Fleet Management Dashboard for Autonomous Cabs
A simulated fleet management dashboard designed during a Google apprenticeship capstone, exploring how operators could monitor, dispatch, and maintain autonomous vehicles at scale, through a centralized, real-time, and human-centered interface.
Role
Product Designer Engineer
Duration
12 Weeks
Team
1 Backend Engineer
2 Simulation Engineers
1 Project Manager
Tools
Figma, Maze, Loom, React + Vite, Tailwind CSS
Identifying the Core Problem: Disconnected Tools, Delayed Decisions
The Problem
Story:
At 6 p.m. in a rush-hour simulation, 200 autonomous cabs crawl through downtown SF. Dispatchers juggle ride requests, blocked roads, and battery warnings, using three disjointed tools and half a dozen browser tabs.
Tension:
Real-time chaos + incomplete data = missed rides and stranded passengers.
Goal:
Design a simulated fleet management dashboard for autonomous taxis that envisions how operators might monitor, dispatch, and maintain vehicles at scale, through a centralized, actionable, and operator-focused interface.
Impact
Operator Efficiency
Designed flows reduced key task time by up to 34% during simulated trials (alert response, ride assignment, issue resolution).
Workflow Continuity
Enabled seamless transitions between monitoring, dispatching, and maintenance, removing the need to switch tools or tabs.
Resolution Speed
Average time to triage and act on a critical alert dropped from ~15 seconds to under 6 seconds in user walkthroughs.
The Solution: One Dashboard, Zero Guesswork
We designed a simulated fleet management system that brings everything together in a single command center. It empowers operators to respond faster, reroute smarter, and maintain vehicles more efficiently.
Designed for Decision Speed
Both screens prioritize clarity and actionability. Visual hierarchy, color-coded signals, and two-click responses make complex decisions feel simple.
Operator-Centric Design
This workflow was shaped by real dispatcher pain points: too many tools, too little context. The result? A system that works the way they do.

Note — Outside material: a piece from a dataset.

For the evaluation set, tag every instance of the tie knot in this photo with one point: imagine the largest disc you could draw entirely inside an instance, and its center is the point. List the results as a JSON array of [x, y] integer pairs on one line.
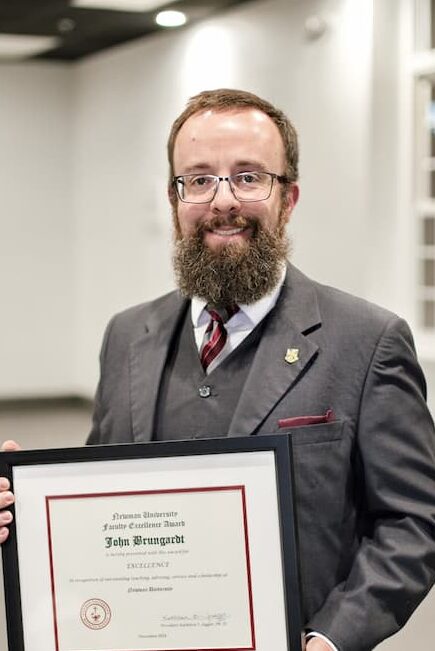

Bringing the Dashboard to Life
Helping Operators Choose Smarter Routes in Seconds
What It Is
A module that compares current vs. optimal route times using real-time + historical traffic data.
Why It Matters
Gives dispatchers visual evidence for re-routing decisions: no guesswork, no extra clicks.
What It Improves
Saved an average of 5.7 minutes per ride
Boosted trust in system suggestions
One-click “Apply Best Route” to push to live dispatch
Making Alerts Instantly Actionable, Not Just Notified
What It Is
A real-time feed of critical issues, battery, maintenance, routing, or connectivity, linked to quick actions.
Why It Matters
Replaced scattered warnings with one centralized, color-coded panel. Each alert opens a vehicle modal with status and instant options.
What It Improves
1-click triage (e.g., Send to Charging)
22% faster fault resolution
No more missed alerts
Tracking Maintenance Without Spreadsheets
What It Is
A maintenance board that tracks issue status (Open → In Progress → Resolved), paired with real-time health indicators and fleet stats.
Why It Matters
Operators no longer rely on spreadsheets or email threads to monitor vehicle status, everything from battery alerts to service logs now lives in one place.
What It Improves
Drag-and-drop ticket updates
Avg resolution time: 4.2 hours
Fleet uptime: 97.3%
Grounding the Vision in Real-World Workflows
Designing for autonomous fleet ops came with a unique challenge: this exact workflow doesn’t exist yet. Companies like Waymo and Zoox operate these systems, but we didn’t have direct access to them and local fleet managers don’t manage autonomy at scale.
Who We Spoke To:
Dispatchers, juggling vehicles, routes, and requests
Fleet supervisors, monitoring live performance and vehicle availability
Maintenance leads, coordinating service and tracking issue logs
In total, we ran:
10 stakeholder interviews
3 usability walkthroughs
1 card sort focused on alert prioritization
What We Heard: Insights That Shaped the Dashboard
Monitoring Notes
Dispatching Notes
Maintenance Notes
Through the interview, we found that
Operators lacked a single source of truth
They were toggling between 3–6 tools to answer basic questions like: Is this vehicle idle? Is it in trouble?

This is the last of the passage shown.